We could say that we never need it at all for FAULT_FLAG_RETRY. That
makes a lot of sense to me.
So a patch that does something like the appended (intentionally
whitespace-damaged) seems sensible.
I tested your patch on our aarch64 box, with 128 online CPUs.
The testcase is
[page_fault3](https://github.com/antonblanchard/will-it-scale/blob/master/tests/page_fault3.c)
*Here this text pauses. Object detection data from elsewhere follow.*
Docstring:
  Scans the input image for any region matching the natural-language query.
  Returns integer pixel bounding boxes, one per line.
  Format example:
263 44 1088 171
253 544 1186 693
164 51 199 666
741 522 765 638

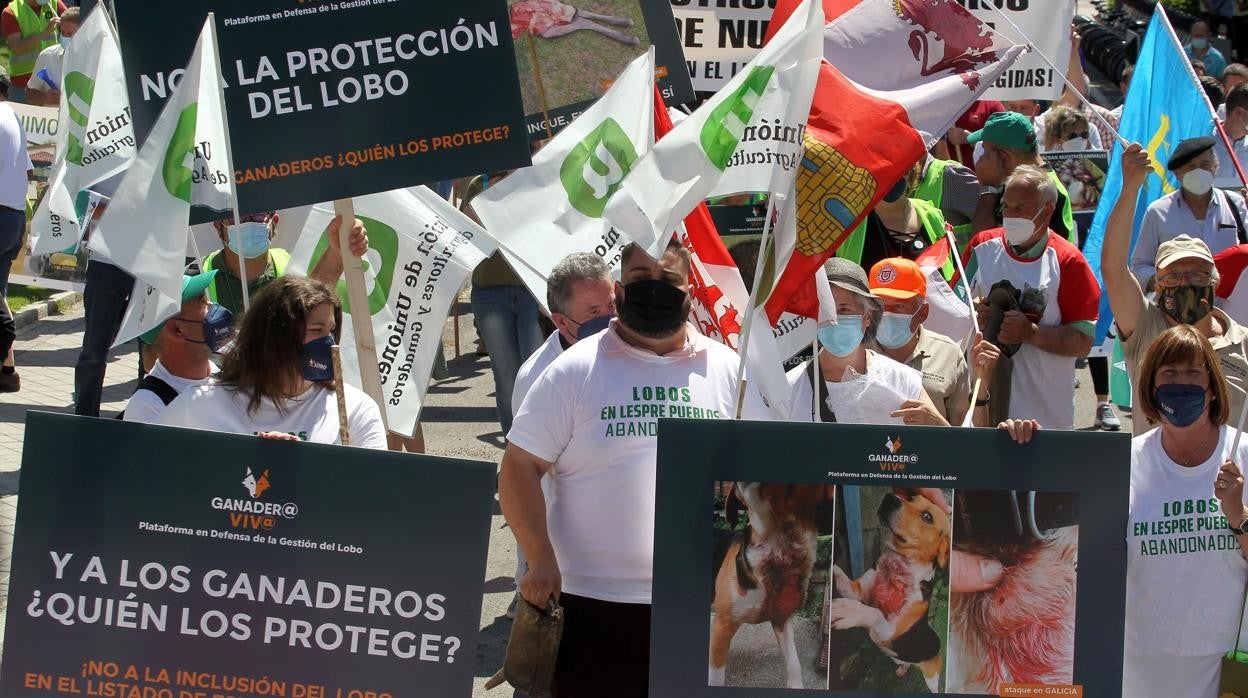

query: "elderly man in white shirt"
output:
1131 136 1248 292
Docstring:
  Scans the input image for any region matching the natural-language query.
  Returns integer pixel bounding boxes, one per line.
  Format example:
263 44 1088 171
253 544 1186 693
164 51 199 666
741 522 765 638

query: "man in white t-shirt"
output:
26 7 79 106
966 165 1101 430
0 67 35 392
499 243 738 698
124 271 233 425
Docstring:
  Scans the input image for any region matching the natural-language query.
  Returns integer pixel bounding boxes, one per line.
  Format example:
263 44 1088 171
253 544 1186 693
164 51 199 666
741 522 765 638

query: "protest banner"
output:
290 186 495 436
650 418 1133 698
1040 150 1109 211
958 0 1075 101
508 0 694 139
671 0 775 92
116 0 529 222
0 412 494 698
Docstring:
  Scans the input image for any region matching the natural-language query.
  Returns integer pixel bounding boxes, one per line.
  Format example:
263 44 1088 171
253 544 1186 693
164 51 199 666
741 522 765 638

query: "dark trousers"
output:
74 260 135 417
553 594 650 698
0 206 26 362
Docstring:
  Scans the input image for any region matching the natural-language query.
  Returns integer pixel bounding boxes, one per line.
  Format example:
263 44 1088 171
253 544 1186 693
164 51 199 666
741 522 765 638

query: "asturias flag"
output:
1083 2 1213 345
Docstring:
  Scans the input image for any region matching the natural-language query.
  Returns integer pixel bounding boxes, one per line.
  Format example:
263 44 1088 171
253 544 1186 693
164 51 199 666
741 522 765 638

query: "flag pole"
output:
735 192 782 420
986 2 1131 150
208 12 251 313
333 199 389 436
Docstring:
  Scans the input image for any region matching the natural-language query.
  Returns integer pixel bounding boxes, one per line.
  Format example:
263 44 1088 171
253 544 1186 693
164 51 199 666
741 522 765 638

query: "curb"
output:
14 291 82 330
from will-it-scale suite, with test parameters as number of processes or
threads to run.
test vanilla patched
parameter (89b15332af7c) (Linus's patch)
1p 829299 772028 (94.44 %)
1t 998007 925583 (91.89 %)
32p 18916718 18712348 (98.86 %)
32t 2020918 1687744 (69.43 %)
64p 18965168 18982148 (100.05 %)
64t 1415404 1649234 (72.42 %)
96p 18949438 18866126 (99.68 %)
96t 1622876 1448309 (73.08 %)
128p 18926813 18423990 (97.53 %)
128t 1643109 0 (0.00 %)
There are two points to sum up.
1) the performance of page_fault3_process is restored, while the
performance of page_fault3_thread is about ~80% of the vanilla, except
the case of 128 threads.
2) in the case of 128 threads, test worker threads seem to get stuck,
making no progress in the iterations of mmap-write-munmap until a period
of time later. the test result is 0 because only first 16 samples are
counted, and they are all 0. This situation is easy to re-produce with
large number of threads (not necessarily 128), and the stack of one
stuck thread is shown below.
[<0>] __switch_to+0xdc/0x150
[<0>] wb_wait_for_completion+0x84/0xb0
[<0>] __writeback_inodes_sb_nr+0x9c/0xe8
[<0>] try_to_writeback_inodes_sb+0x6c/0x88
[<0>] ext4_nonda_switch+0x90/0x98 [ext4]
[<0>] ext4_page_mkwrite+0x248/0x4c0 [ext4]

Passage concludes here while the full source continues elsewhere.